Yeah, I don’t give up easily… Afterall, I started agility with a Samoyed! 🙂 But it was different there -- he presented me with challenges I needed to work through. It took years and lots of patience, but I could see the trend, the progress, the options. With Bi, I feel there is just a wall. That there is no training that could break this triggered response… I’m sure she would love dock diving or flyball though, too bad we don’t have those options! She loves frisbees though, but I can’t throw, so it’s safer we stay away from it 🙂
Here is a link to the competitors are the recent World Trial. No one got in from Slovenia, but their is a group of 9 dogs from Switzerland. Perhaps you could get together with one of them to show Bi what it is OK to herd. https://www.worldsheepdogtrials.org/competing-nations/
Bi ignores sheep completely, she only looks at me. She would need LOTS of time to notice sheep I think and Switzerland is a bit too far to go there regularly just to get her notice sheep!

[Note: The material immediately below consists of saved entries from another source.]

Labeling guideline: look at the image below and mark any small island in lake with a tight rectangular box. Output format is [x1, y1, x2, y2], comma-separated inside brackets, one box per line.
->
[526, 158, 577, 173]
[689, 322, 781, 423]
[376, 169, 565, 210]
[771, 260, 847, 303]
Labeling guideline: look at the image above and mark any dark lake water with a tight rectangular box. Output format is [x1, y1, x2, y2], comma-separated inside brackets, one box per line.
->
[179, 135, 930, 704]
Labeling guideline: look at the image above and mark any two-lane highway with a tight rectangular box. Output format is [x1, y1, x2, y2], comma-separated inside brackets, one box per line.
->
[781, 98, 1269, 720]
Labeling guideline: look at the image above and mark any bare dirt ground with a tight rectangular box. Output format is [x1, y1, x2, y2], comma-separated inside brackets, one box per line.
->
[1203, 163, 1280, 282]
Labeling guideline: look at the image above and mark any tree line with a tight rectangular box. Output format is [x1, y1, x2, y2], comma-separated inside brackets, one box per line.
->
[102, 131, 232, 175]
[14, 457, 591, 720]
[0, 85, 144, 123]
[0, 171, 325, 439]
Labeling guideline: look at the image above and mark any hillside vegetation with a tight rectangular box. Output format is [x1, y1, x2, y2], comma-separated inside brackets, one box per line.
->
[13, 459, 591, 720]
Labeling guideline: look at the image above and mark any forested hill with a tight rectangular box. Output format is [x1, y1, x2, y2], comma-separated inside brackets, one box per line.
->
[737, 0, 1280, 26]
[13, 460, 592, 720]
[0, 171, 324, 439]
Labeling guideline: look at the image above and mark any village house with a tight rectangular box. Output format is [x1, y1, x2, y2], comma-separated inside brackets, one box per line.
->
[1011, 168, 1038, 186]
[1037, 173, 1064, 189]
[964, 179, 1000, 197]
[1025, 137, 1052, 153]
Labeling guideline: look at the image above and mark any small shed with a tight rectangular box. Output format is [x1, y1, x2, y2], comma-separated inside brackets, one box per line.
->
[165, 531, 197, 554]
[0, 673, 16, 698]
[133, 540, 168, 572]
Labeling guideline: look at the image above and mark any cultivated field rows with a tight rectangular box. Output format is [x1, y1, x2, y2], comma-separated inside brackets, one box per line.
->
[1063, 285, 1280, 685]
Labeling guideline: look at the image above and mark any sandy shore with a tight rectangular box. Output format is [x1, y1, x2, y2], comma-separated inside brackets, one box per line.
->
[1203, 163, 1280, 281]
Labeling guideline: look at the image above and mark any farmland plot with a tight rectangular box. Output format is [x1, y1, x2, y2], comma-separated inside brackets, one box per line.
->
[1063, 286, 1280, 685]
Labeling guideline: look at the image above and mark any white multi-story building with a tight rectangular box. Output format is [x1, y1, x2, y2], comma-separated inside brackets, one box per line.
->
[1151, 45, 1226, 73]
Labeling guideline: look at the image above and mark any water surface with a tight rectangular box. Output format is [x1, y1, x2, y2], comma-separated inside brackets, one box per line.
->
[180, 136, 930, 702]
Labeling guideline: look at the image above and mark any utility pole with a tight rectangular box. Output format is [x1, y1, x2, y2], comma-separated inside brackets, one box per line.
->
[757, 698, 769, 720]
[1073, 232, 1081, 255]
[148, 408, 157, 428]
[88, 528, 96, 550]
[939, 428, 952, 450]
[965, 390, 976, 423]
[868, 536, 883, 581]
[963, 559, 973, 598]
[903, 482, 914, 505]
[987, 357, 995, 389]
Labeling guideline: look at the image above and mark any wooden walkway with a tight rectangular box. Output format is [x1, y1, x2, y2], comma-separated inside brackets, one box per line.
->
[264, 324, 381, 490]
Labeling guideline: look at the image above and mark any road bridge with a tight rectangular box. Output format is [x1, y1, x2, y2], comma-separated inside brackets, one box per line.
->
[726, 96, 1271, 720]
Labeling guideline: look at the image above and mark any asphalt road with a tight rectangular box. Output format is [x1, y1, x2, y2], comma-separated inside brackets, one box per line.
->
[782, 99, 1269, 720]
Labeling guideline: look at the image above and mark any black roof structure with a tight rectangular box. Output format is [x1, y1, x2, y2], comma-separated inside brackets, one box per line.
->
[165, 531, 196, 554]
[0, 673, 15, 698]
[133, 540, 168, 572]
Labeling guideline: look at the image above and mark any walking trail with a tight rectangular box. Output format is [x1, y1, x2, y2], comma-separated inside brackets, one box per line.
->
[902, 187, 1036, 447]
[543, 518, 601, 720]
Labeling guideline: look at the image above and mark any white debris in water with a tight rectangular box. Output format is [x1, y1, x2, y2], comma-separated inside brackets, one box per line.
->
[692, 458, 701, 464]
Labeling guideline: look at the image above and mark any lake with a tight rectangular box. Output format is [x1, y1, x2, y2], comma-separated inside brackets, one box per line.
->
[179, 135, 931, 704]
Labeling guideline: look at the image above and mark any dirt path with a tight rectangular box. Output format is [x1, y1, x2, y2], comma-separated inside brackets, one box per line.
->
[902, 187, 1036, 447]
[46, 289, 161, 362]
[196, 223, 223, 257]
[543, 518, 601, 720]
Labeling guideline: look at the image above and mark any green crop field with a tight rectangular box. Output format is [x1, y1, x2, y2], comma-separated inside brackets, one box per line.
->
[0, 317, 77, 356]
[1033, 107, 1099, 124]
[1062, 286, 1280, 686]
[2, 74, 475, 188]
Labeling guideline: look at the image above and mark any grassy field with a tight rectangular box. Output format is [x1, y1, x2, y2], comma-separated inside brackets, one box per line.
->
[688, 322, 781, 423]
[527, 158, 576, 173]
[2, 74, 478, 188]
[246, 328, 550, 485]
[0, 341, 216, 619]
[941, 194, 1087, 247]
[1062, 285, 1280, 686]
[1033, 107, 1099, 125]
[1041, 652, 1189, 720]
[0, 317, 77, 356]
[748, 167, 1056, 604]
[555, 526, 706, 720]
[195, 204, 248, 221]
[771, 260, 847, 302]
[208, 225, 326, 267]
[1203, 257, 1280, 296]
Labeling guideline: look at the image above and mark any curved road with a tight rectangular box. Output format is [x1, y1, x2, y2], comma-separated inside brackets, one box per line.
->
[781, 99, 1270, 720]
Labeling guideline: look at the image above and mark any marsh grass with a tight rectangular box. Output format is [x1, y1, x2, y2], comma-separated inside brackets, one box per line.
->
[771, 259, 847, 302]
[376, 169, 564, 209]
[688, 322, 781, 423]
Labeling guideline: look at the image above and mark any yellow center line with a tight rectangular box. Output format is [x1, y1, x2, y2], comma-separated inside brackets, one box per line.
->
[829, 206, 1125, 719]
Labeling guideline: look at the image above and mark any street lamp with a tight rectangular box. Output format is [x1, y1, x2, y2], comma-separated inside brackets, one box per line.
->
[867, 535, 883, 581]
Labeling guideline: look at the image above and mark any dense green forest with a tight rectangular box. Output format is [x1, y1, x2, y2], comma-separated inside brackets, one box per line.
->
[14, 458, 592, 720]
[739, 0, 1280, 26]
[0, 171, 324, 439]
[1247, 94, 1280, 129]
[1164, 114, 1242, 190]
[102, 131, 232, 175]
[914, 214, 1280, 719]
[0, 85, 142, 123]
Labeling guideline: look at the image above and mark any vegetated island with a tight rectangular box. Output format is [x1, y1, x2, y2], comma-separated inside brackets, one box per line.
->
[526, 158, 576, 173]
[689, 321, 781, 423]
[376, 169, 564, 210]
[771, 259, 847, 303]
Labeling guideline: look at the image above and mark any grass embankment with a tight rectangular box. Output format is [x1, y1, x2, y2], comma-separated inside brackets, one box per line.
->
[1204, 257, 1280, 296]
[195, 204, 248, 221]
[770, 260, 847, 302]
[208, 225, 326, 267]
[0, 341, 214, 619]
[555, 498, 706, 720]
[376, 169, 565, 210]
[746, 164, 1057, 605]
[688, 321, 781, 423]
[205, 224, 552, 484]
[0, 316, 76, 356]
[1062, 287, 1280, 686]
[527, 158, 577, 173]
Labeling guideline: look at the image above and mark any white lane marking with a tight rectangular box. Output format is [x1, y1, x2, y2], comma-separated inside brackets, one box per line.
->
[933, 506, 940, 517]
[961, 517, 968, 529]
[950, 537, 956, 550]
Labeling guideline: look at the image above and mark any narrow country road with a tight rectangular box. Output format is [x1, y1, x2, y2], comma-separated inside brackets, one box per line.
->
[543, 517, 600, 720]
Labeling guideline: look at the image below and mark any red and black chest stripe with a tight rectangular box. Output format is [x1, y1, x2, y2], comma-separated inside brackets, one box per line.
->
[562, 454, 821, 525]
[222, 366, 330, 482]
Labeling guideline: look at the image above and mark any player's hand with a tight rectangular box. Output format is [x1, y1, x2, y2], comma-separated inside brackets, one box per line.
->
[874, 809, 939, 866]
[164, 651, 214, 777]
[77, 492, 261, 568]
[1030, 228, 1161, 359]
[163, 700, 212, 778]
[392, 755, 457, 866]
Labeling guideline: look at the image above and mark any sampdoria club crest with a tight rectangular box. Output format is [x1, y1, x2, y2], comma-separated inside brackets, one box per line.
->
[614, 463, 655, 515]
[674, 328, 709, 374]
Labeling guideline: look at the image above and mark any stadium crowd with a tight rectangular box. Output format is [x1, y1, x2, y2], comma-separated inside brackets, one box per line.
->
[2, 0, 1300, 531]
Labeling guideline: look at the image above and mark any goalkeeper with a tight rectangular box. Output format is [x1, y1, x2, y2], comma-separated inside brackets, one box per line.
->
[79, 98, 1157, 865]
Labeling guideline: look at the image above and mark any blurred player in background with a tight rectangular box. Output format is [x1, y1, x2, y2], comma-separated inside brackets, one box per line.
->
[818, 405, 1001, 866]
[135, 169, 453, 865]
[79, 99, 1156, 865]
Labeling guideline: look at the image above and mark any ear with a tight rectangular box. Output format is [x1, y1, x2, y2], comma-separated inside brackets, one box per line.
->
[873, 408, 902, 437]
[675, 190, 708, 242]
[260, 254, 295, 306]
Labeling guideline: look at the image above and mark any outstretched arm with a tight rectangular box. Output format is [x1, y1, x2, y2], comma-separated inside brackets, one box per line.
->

Wow. I very much understand this issue. I have recently decided to (most likely- just on “a break” for now) retire one of my dogs for this issue. I have video of him doing the same thing you posted in the video several times- sometimes not causing faults, and sometimes happening up to 4 times on course and causing eliminations from too many refusals. My first BC had this issue, but we were able to work through it by the time he turned 5, but then he had a seizure at a competition, so he retired at age 8, so not sure if the behavior would have ever returned. I always wondered if it was something I was doing wrong, but my other BCs never had this issue aside from these two. My first one got better over time, and the other just got worse over time. It’s a tough one for sure, and so instinctive so some dogs. Really hard to “train out of them…”
Yes, I had a bit of that with Bu as well, but it was possible to avoid it with some training and handling tricks. Not so with Bi… And I never had anything like this with To -- super grateful for that!!! 🙂 Bi rarely did it 4 times on a course, but she would sometimes go under jumps or DW on her circling way and got eliminated for that 🙂 -- But even when we got no faults for it, it was simply no fun for me.